FIFA president Gianni Infantino has urged all football associations to use the “power of the game” to publicise preventive measures in relation to coronavirus.
In an open letter, to FIFA members and stakeholders, seen by Africa Tembelea, Infantino has underlined the need to follow World Health Organisation (WHO) recommendations.
“In partnership with the WHO, we are launching awareness building initiatives designed to provide practical recommendations and steps to tackle the spread of COVID-19,” Infantino said.
“I highly recommend you to also at your level use the power of football to send out and spread these key messages,” he added.
The FIFA president noted that the game had a responsibility to keep those involved in football as healthy as possible.
“Under these circumstances, we must now do everything in our power to protect fans, players, coaches, and everyone else involved in our beautiful game. Most importantly, the football authorities must take all necessary measures to prevent the virus spreading to the wider community,” he said.

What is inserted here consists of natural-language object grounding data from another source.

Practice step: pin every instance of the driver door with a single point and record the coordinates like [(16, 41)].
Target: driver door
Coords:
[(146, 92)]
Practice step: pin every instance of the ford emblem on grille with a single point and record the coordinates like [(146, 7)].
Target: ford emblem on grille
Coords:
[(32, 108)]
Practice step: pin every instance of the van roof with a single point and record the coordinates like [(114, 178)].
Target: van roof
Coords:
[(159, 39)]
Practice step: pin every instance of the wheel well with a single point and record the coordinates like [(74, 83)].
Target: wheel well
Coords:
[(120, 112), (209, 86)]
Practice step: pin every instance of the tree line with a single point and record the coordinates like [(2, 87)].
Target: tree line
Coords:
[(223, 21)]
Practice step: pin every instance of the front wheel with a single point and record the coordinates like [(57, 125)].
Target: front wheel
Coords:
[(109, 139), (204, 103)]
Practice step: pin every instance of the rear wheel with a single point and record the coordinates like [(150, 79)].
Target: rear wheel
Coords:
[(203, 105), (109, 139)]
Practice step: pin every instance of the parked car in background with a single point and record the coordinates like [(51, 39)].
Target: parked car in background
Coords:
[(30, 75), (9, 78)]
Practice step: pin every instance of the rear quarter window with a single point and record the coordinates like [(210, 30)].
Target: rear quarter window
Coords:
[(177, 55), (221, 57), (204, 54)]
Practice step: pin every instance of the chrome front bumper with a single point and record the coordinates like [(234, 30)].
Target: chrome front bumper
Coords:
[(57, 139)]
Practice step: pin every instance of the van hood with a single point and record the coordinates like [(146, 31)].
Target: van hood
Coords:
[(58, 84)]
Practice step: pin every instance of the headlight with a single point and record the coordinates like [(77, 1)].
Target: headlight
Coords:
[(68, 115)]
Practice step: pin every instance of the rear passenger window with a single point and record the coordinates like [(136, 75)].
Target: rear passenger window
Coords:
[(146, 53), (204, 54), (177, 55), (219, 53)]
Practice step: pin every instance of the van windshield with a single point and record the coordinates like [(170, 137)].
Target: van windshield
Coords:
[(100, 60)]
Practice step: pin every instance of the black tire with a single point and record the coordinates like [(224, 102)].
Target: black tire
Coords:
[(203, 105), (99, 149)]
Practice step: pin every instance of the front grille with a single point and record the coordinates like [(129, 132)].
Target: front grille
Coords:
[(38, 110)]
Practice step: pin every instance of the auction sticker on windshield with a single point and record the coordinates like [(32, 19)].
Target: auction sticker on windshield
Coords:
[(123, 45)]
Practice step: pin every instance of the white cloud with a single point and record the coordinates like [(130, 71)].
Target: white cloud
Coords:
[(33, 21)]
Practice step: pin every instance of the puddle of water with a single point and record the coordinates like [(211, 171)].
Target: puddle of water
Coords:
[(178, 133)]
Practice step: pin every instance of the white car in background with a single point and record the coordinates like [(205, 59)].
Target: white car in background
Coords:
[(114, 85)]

Infantino praised the football community for the solidarity and unity it has shown so far but warned this must continue “when thinking about how we will address the consequences we will have to face for the future of our game, once this serious risk to human health is behind us”.
He also observed that football could play a crucial role in helping society recover from the pandemic.
“Sport in general and football, in particular, can — and I believe will — play a big part in helping our world recover once we have, hopefully sooner rather than later, returned to normality,” said Infantino.
Africa Tembelea has also learnt that UEFA will hold a crisis meeting on Tuesday to determine whether to postpone Euro 2020, which is due to take place for the first time in a dozen different cities spread across the continent from June 12 to July 12.
Should the pan-continental Euros be moved to 2021 it could come into conflict with FIFA’s plans for an expanded Club World Cup in that timeslot involving the world’s leading club sides.
As of today, most football leagues in Europe and many around the world have suspended play due to the spread of the coronavirus that has infected more than 182,274 people and claimed 7,140 deaths across the world since it was first identified in central China in late December 2019.